What Is A Landing Page
Very loosely, a landing page is any page where you send traffic. The first page someone would see after clicking on an ad, an email or even typing the URL from a TV commercial or mailer. But I think we should be more specific, more concrete about it. Here is my working definition:
Landing page a webpage designed specifically to deliver on the promise of an ad or previous engagement (tweet, email, etc.) and where the user is expected to accomplish a single goal.
As you can see, there are three main parts of this definition. Let’s unpack them a little further:
- Designed specifically This shows deliberation and focus. The page is specific. The copy is specific. The images are specific. They are all designed and laid out to be attractive & professional in support of the following items.
- Deliver on the promise This is so important I’ve written an entire blog post about it here. Failure to deliver is usually fatal to performance. But the point is that your user came to your site with an expectation. Did your ad say there would be a hotel at Disneyland for $59 like this ad
If yes, then your landing page better damn well have a $59 hotel near Disneyland on it. Preferably front and center. Don’t be these guys.

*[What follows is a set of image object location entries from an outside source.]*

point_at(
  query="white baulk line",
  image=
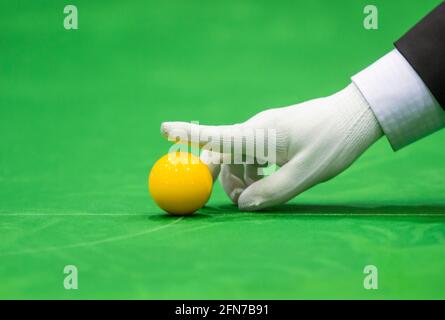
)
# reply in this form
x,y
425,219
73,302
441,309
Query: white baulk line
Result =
x,y
74,214
93,242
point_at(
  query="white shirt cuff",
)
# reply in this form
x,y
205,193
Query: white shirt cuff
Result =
x,y
403,105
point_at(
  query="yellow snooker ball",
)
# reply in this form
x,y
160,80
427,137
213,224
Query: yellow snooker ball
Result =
x,y
180,183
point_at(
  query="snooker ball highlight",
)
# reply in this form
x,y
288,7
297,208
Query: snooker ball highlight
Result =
x,y
180,183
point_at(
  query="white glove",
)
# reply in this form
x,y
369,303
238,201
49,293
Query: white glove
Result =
x,y
316,140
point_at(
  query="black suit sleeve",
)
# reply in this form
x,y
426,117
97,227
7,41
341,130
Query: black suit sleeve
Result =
x,y
424,49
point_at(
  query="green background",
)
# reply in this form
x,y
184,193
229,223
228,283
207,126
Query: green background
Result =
x,y
79,131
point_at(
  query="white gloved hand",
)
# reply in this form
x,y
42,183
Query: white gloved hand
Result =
x,y
316,140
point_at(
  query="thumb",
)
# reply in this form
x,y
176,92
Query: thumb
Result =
x,y
275,189
213,137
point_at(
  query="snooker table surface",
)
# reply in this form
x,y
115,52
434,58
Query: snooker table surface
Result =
x,y
79,124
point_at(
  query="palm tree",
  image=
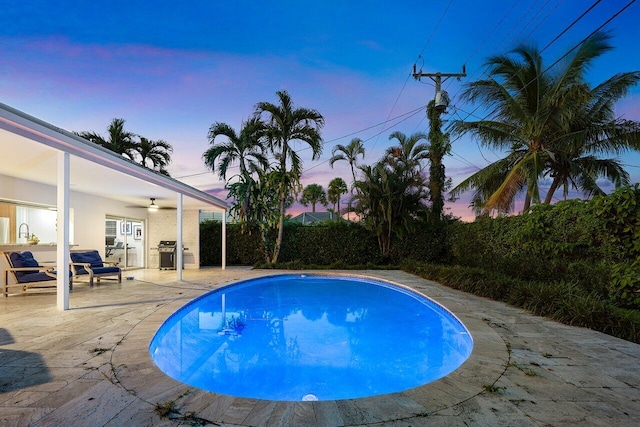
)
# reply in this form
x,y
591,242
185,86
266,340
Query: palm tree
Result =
x,y
285,124
245,148
546,118
154,154
337,187
119,141
388,199
314,194
348,153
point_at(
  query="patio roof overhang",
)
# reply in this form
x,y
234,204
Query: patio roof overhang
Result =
x,y
30,148
36,151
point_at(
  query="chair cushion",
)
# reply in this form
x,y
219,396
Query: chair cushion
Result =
x,y
34,277
89,257
21,260
105,270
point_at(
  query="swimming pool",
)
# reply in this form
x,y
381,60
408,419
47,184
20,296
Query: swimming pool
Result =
x,y
299,337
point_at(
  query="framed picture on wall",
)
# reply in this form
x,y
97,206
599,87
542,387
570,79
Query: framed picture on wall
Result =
x,y
137,232
125,228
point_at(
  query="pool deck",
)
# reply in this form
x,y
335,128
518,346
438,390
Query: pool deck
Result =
x,y
90,366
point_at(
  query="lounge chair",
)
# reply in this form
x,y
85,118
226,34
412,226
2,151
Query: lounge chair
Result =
x,y
27,274
90,263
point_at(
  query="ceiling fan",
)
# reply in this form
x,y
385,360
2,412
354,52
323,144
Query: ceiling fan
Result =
x,y
153,206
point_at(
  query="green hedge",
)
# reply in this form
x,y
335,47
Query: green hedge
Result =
x,y
561,301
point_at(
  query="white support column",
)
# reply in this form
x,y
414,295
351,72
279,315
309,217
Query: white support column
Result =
x,y
179,244
224,239
62,254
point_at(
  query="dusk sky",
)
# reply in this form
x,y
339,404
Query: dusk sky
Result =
x,y
172,69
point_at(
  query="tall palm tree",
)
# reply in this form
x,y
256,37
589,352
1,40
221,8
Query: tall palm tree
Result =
x,y
247,150
314,194
154,154
337,187
543,118
348,153
118,140
387,199
284,125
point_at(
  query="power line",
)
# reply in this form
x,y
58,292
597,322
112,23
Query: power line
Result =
x,y
410,114
404,85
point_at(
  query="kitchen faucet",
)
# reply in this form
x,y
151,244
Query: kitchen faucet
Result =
x,y
23,233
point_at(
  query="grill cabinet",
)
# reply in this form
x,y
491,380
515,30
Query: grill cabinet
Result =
x,y
167,253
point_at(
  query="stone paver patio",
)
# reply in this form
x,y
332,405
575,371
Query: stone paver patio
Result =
x,y
90,366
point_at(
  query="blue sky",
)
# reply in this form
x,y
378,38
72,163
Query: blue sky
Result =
x,y
173,69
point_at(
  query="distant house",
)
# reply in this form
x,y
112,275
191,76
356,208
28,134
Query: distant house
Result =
x,y
308,218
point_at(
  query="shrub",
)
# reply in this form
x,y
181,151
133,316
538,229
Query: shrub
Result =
x,y
562,301
624,288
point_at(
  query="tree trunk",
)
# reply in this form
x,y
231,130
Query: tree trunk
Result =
x,y
276,249
527,201
554,186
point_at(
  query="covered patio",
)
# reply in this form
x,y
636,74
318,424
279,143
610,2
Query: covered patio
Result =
x,y
47,166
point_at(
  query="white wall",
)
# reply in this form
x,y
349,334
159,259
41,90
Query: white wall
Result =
x,y
89,219
162,225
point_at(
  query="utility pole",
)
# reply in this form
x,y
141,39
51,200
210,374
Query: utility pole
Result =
x,y
439,144
441,97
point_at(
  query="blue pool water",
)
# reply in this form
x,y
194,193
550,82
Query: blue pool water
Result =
x,y
310,337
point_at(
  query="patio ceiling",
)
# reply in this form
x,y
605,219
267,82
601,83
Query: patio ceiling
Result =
x,y
30,151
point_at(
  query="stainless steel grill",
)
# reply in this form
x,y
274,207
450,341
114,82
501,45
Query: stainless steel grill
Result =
x,y
167,252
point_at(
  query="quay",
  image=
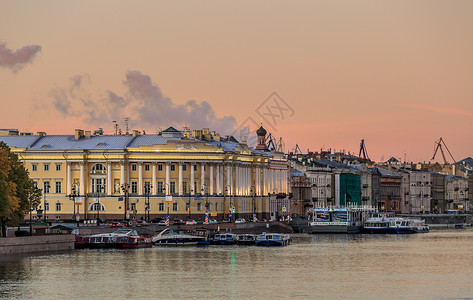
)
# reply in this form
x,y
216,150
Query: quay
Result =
x,y
35,244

Nothing on this page says $59. User bounces. Money lost.
- A single goal This is the 3rd and most important element because it requires you to decide the ONE goal you want the user to take. Yes, just one. To help, ask yourself this question, If a visitor to this page does only one thing before leaving, what do we want that one thing to be?
You probably didn’t answer Click the About Us page link in the header? or Scroll to the bottom of the page to see our phone number. You want them to fill out the form, click the Buy Now? button or call the phone number right in front of them.
Now that you’ve got that ONE goal, remove the other goals. Dead serious. Get rid of them. Get rid of the navigation (leave the logo clickable to the home page if people want to look around some more, because some people do). Get rid of the competing offers & goals. Focus. Like a laser beam.
How Many Landing Pages Do I Need?
From the points above I hope you understand the power a landing page has. It is often tasked with making a positive first impression of your brand. It has to deliver on the promise you’ve made (this begins the process of trust-building and credibility that you’ll need to make the sale). It has to turn that click into a conversion, into long-term value for your business.
Now think of all the ways that people are coming to your website. Tweets, Facebook posts, Google ads, banner ads, emails are all ways where you can control where they go first. When they do a Google search, Google chooses which page is best? for them. In all of the ways I mentioned, you choose where you want to send that visit. It doesn’t have to be the home page.
If your tweet was about your Memorial Day sale, you should send them to a page about your Memorial Day sale with products that are for sale on that very page. Don’t send them to a page where it mentions the Memorial Day sale in the sidebar and the main column is your top sellers (which may or may not be on sale).
If you haven?t guessed I’m saying that yes, you need to create more than one landing page. You may need to create lots of them. It will take time and effort, but that’s how you deliver an exceptional online experience to your customers. That’s how you succeed online. Now go out and start making your landing pages.